In another context in the branch of ‘electronics engineering’ Noise is considered a factor in amplification calculations (it is a necessary evil!) since if it becomes ‘0’, the signal strength will be infinity which is out of control and non desirable.
Similarly, Exception Handling is something which only increases the stability of any implementation. There is no doubt that errors cannot be done away with. They just need to be handled properly.
To define it simply as mathematical theorem:
S ∝ E where S stands for measure of Stability and E for robustness in Exception Handling (As E increases, S improves substantially).
Robustness of ‘E’ unfortunately does not depend on a single line of thought. A multi-dimensional approach to comprehensively handle the exceptions are the means to the achieve the goals.
In simplistic terms the dimensions are:
E ∝ WHY the need for exceptions
E ∝ WHEN to do it.
E ∝ WHAT next after the exception is raised
E ∝ HOW to manage the exception comprehensively.
This grid again can take multiple forms such as below examples:
1) In most of the current IT implementations based on SOA, synchronized services, multi-tiers are the trend. One of the simple yet popular pitfall is the use of attribute TimeOut (time that a service consumer should wait before it raises an exception). In a multi-tier steps of process flow, isn’t it common sense that the initial consumer cannot have a lesser time out value than the consumer which is acting as a producer down the chain?
An example of wrong chain looks like this: Service 1 (60 second timeout) > Service 2 (120 second timeout) > Service 3 (30 second timeout)> Service 4 (no timeout)
There is a need to unwind gracefully with an agreement between the layers to avoid ridiculous exceptions. Usually this happens when a change is made to one of the components in between with the principle that it is a loosely coupled design not affecting other applications - think again on what is the indirect coupling on the exception handling part.
2)Revisiting the multi-tier SOA based architecture, with an example of user element such as a presentation layer that interacts with multiple applications through services, there is a need to present a user friendly response to the user who has acted on request and waiting for a response. StackTrace, Technical errors sending to the user would be frustrating. Hence a need to define a Error Schema, intelligent orchestration of exception handling such as aggregation of information if the handler is dealing with multiple errors from dependent services, transform the technical errors and provide a understable message to the user but log all the technical details in the error handling and exception store are required.

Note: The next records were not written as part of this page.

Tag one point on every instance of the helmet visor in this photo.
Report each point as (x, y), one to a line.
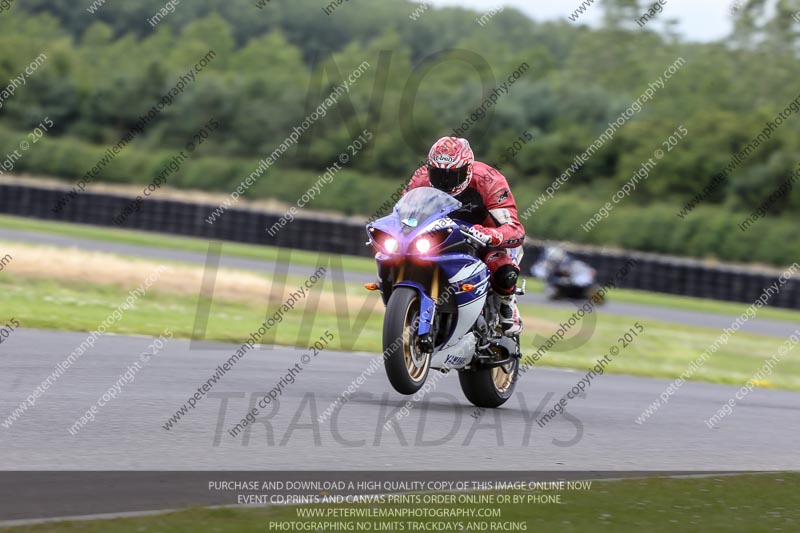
(447, 179)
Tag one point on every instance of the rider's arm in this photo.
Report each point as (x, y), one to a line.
(503, 210)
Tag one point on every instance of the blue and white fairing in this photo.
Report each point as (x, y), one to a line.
(420, 233)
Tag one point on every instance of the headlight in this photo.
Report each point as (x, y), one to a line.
(422, 244)
(390, 244)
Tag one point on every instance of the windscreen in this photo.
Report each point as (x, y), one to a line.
(420, 203)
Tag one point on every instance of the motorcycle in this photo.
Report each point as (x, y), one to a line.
(565, 277)
(439, 313)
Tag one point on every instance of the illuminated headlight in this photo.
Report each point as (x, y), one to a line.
(422, 245)
(390, 244)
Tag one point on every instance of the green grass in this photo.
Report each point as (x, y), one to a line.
(355, 264)
(189, 244)
(751, 503)
(663, 350)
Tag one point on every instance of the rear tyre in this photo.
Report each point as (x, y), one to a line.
(406, 364)
(490, 387)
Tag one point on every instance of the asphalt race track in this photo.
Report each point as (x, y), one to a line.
(442, 431)
(599, 433)
(760, 326)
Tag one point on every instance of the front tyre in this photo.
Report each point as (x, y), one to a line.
(490, 387)
(406, 364)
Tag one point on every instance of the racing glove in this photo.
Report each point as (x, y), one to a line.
(488, 236)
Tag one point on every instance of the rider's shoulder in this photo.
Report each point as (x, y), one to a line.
(486, 175)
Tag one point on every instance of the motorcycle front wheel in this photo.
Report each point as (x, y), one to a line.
(490, 386)
(406, 364)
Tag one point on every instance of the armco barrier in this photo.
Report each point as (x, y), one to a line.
(333, 235)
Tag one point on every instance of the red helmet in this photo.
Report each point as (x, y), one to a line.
(450, 164)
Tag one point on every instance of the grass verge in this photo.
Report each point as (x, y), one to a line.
(356, 318)
(355, 264)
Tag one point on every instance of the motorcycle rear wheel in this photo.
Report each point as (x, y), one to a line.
(406, 364)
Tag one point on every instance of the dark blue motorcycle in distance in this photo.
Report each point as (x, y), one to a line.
(438, 311)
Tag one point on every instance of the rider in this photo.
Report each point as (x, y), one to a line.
(487, 204)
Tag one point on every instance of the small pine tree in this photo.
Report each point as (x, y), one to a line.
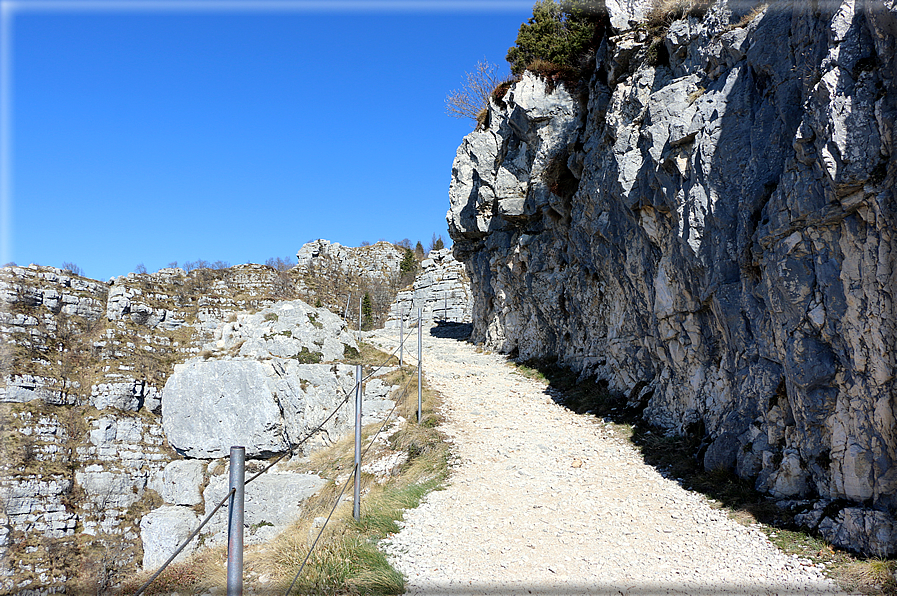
(367, 312)
(560, 33)
(408, 262)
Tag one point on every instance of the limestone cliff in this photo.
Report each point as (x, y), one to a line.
(88, 368)
(441, 291)
(709, 226)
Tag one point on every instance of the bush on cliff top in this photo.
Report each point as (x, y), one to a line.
(562, 33)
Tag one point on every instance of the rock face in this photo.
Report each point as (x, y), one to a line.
(271, 393)
(266, 406)
(337, 276)
(441, 290)
(379, 261)
(712, 232)
(271, 504)
(84, 363)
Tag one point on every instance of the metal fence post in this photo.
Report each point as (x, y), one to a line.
(235, 522)
(419, 366)
(356, 508)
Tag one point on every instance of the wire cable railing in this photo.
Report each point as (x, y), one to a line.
(185, 543)
(404, 395)
(345, 399)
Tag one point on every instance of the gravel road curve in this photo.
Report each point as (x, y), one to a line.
(545, 501)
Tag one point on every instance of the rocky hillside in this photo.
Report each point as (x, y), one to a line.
(441, 291)
(118, 401)
(708, 225)
(331, 275)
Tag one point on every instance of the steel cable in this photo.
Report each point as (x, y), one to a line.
(346, 485)
(346, 397)
(185, 543)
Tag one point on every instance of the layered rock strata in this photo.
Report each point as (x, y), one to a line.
(84, 364)
(441, 291)
(711, 230)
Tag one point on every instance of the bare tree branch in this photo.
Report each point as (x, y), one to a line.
(473, 96)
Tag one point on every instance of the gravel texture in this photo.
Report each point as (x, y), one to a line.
(544, 501)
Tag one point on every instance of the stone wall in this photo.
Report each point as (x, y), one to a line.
(441, 290)
(709, 227)
(337, 276)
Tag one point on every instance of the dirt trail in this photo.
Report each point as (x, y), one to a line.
(545, 501)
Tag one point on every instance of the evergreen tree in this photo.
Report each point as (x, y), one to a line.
(560, 33)
(408, 262)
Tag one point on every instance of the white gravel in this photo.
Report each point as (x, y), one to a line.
(545, 501)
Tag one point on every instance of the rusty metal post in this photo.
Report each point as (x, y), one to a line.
(419, 365)
(235, 522)
(356, 508)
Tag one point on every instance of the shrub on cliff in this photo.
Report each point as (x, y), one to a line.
(560, 33)
(472, 98)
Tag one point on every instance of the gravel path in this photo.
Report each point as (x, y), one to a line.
(545, 501)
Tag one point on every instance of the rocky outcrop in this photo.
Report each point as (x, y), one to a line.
(84, 364)
(711, 232)
(337, 276)
(378, 262)
(441, 290)
(259, 384)
(267, 406)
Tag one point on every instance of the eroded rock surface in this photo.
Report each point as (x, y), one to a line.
(712, 232)
(441, 291)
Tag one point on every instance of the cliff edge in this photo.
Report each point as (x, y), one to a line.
(708, 225)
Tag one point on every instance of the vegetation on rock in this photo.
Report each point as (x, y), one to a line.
(560, 35)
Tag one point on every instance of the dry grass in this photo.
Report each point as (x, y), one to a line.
(346, 559)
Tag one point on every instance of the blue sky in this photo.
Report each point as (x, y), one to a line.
(152, 132)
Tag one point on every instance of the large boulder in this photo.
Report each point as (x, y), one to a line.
(265, 406)
(270, 503)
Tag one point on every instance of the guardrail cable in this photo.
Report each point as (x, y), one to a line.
(375, 369)
(346, 485)
(346, 396)
(185, 543)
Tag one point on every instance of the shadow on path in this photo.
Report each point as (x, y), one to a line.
(451, 330)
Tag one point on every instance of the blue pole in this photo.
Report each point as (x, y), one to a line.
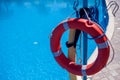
(85, 42)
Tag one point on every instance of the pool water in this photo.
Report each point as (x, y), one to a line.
(25, 27)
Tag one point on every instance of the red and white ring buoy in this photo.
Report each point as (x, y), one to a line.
(95, 31)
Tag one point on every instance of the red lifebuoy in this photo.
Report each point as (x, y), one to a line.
(95, 31)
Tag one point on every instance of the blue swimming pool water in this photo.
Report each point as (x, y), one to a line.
(25, 27)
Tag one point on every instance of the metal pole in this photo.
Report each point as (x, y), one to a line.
(85, 42)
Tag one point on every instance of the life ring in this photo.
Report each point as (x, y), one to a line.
(91, 28)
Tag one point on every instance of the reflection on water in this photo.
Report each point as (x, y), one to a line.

3)Lets say a customer on retail website tries to buy a gaming system and additional 2 CDs for the games (the package is having a discount). The retail website in this case as it tries to request to multiple vendors (one for gaming system, other for the CDs) and it gets an success for the gaming system but gets an error for the CDs - how does it respond back to user in timely fashion. Does it say, the order failed in sync, or does it respond success partially and failure partially as multiple async responses. Does it have an alternate flow that handles the exception functionally and clears the exception and ultimately completes the whole transaction Successfully?… In a nutshell it is a simple “Partial vs Full” case but the path is exception handling flow instead of a sequential update flow.

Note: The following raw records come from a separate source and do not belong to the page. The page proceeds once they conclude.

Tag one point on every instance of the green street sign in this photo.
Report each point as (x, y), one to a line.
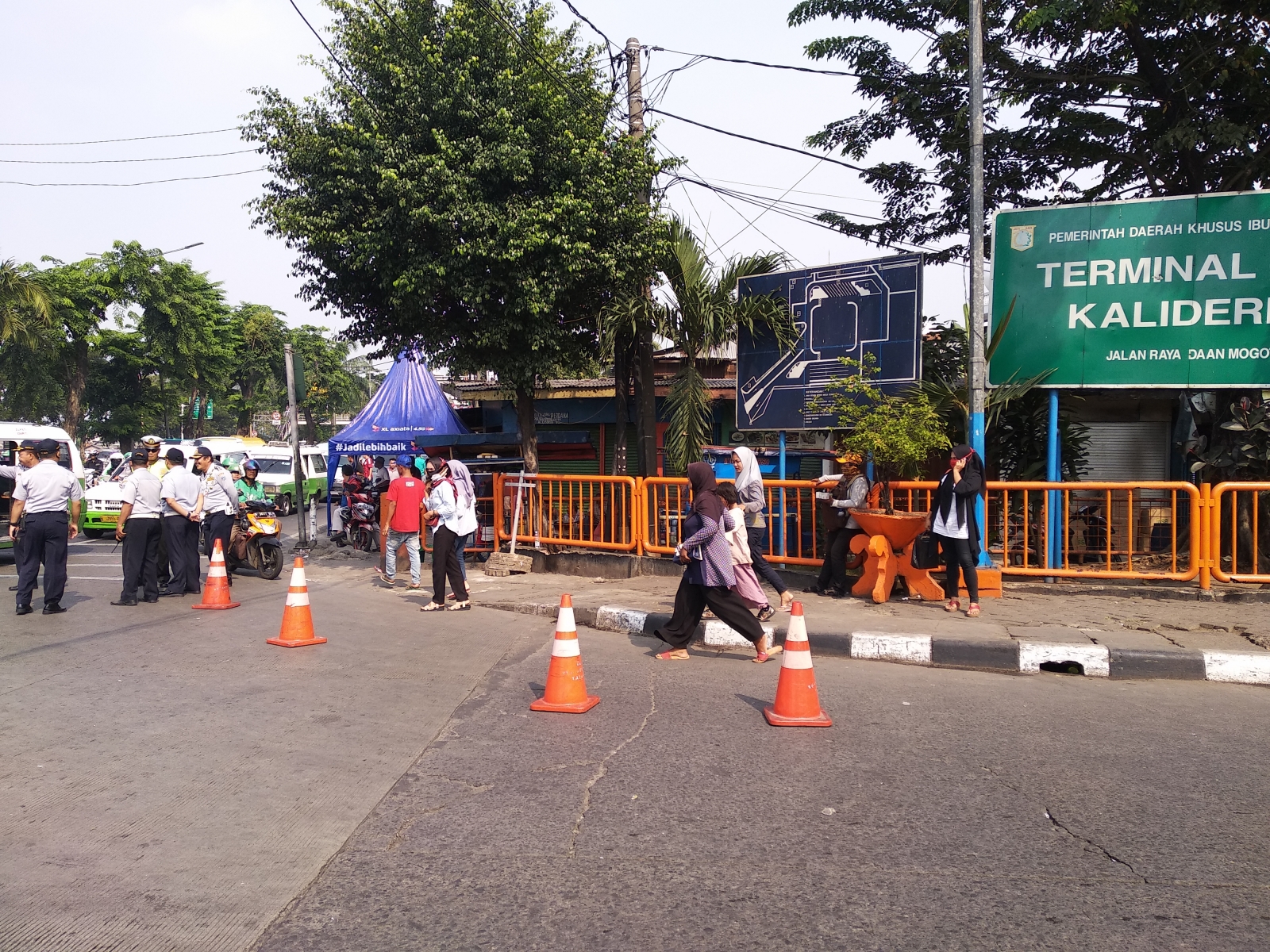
(1168, 292)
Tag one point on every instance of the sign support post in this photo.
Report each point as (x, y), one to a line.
(977, 370)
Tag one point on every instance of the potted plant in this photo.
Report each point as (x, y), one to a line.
(897, 431)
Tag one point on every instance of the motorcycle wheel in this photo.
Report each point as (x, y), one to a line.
(271, 562)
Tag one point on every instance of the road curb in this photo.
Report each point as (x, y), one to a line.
(937, 651)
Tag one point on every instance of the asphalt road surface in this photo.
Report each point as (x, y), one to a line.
(169, 782)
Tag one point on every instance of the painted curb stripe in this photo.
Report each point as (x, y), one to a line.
(882, 647)
(1094, 659)
(1237, 668)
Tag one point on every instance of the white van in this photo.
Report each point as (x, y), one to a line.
(10, 436)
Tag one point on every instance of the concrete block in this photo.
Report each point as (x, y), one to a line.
(1094, 659)
(1142, 664)
(884, 647)
(1237, 668)
(981, 655)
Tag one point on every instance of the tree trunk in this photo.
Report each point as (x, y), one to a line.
(76, 380)
(645, 399)
(529, 429)
(622, 397)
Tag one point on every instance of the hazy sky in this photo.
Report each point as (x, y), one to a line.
(76, 70)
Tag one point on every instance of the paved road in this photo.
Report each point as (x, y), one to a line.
(168, 781)
(944, 810)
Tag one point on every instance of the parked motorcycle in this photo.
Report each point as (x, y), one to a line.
(257, 541)
(360, 520)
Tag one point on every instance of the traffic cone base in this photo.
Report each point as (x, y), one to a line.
(216, 590)
(798, 704)
(567, 685)
(298, 620)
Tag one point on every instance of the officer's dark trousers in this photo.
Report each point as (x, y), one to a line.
(183, 551)
(164, 564)
(140, 559)
(44, 541)
(219, 527)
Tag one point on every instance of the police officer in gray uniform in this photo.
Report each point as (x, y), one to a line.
(25, 460)
(183, 507)
(40, 503)
(220, 501)
(140, 530)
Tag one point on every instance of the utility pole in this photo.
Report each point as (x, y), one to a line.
(977, 363)
(645, 384)
(298, 471)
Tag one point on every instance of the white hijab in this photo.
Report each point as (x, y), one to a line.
(749, 471)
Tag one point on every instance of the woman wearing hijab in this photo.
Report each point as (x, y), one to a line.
(749, 490)
(452, 520)
(708, 578)
(954, 522)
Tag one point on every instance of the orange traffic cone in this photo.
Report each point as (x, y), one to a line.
(216, 592)
(797, 701)
(298, 621)
(567, 685)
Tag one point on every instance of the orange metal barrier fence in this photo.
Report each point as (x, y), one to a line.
(583, 512)
(1236, 524)
(1110, 530)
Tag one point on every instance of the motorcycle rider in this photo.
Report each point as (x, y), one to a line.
(247, 486)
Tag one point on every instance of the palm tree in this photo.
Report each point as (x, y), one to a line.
(23, 300)
(698, 311)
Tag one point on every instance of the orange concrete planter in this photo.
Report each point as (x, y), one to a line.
(888, 546)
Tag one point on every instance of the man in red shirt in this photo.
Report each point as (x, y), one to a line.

4)Sometimes, errors that are not critical can still cause a problem if left unattended. Small errors could just bubble up to massive errors and hold the infrastructure to ransom. An example is lets say a high volume transactions asynchronously sending messages to subscribing application but this app anyway has a feature to respond with an acknowledgement asynchronously that is optional and but not turned off. If the ack service fails, and application just creates a huge number of errors due to the sheer volume, the situation becomes unstable when system resources gets consumed for supporting the volume of errors affecting the normal business though it was a non critical exception to start with.
5) Everyone knows that there need to be different levels of logging, exception and alerting. But, do we need different strategies for exception, logging and alerting or even auditing. Since the information is same, the same datastore can be used with the levels of errors and logging clearly defined at each component such as Info, Debug, Warn, Error, Fatal. It would be easier to even audit not just for exceptions but for successful messages as well. A reporting layer if further can be created easily on such a data store. Business Intelligence can be created on top of this.
6) What are the errors that can be handled within a scrip of code and what needs to be propagated outside of it? For e.g. a simple try-catch-final block does a set of instructions. Should it just log the situational awareness information, IGNORE and go to the next step or should it ABORT and return back to the flow from where it started. These are common choices and need to be understood even when the initial happy flow analysis is being done.
Basically, exception handling cannot be separated from the functional requirements and even non functional aspects. Each step of the software lifecycle starting from conceptualization till support should develop the framework and improve the maturity of it.